"Death and taxes": a contrary view
- PMID: 12266404
"Death and taxes": a contrary view
Abstract
PIP: A critique is presented of a paper entitled "Death and Taxes: the Public Policy Impact of Living Longer", which was published in 1984 by the Population Reference Bureau (PRB). The 1st point at issued concerns the prospects and means of extending human life. The age group over 85 is the fastest growing segment of hospitial and nursing costs peak at these ages. The rapid aging of the population reflects recent significant declines in death rates from chronic degenerative diseases whose mortality rates at all but extreme ages are very low and death occurs very late in life without disease. The findings on which this forecast is based are controversial and are discounted by many demographers, actuaries, and research biologists. The PRB scenario is based on 3 questionable hypotheses: 1) that the life span is biologically fixed and programmed, 2) that we are rapidly approaching the predetermined limit of life, and 3) that research on the "underlying causes of aging", as distinct from disease processes, may extend quantity and quality of life. For at least the foreseeable future, the chronic degenerative diseases will pose the greatest threat to quality of life of the elderly. Even if "natural" death were theoretically possible in the far future, support for disease-specific research would be required over the next 40 to 50 years to meet the needs of the elderly. Since the end of World War II, there has been impressive progress in extending the average length of life, but the prevalence of the major life-threatening chronic diseases has increased or decreased only slightly, raising the possibility of a population living longer but in a less health condition.
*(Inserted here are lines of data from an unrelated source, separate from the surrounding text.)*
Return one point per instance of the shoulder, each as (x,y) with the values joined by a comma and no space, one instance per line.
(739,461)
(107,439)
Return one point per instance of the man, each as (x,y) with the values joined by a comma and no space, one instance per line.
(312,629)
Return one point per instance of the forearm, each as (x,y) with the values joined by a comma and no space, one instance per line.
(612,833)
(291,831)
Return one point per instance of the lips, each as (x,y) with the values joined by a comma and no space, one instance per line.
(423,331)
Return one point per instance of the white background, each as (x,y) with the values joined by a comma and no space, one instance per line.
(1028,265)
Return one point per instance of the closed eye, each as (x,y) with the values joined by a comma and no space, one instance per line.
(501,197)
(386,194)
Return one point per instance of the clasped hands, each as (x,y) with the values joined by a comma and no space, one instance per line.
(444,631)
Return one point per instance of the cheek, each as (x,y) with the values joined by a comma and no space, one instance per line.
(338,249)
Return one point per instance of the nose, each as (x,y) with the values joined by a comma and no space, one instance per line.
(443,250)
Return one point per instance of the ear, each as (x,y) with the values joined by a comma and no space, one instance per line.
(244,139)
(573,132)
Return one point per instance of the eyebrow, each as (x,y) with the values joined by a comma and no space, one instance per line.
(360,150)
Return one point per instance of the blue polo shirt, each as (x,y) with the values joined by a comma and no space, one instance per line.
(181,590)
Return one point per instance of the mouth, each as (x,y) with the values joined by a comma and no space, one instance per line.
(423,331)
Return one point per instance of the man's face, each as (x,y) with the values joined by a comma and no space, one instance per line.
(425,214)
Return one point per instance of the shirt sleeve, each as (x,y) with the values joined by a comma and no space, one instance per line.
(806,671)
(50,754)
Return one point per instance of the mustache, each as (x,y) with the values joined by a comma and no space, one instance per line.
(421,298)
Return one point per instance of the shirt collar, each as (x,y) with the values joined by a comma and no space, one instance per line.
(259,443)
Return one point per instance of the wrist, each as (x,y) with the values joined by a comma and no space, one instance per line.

Reconceptualizing health as a process with multiple outcomes of morbidity, diability, and death suggests a perspective in which slowing the rate of disease progress emerges as an important clinical goal, research focus, and health policy objective. The direction and mignitude of public expenditure will largely shape the health of the future older population; in that context, the PRB estimates of the "costs" to the federal budget from saving individual lives are troublesome, since they deal only in financial terms. Balancing the actual dollar costs against more qualitative aspects of population aging is the true challenge to public policy. The greatest objection to the paper is that it discounts societal, value-based commitment to the elderly in favor of a purely financial reckoning.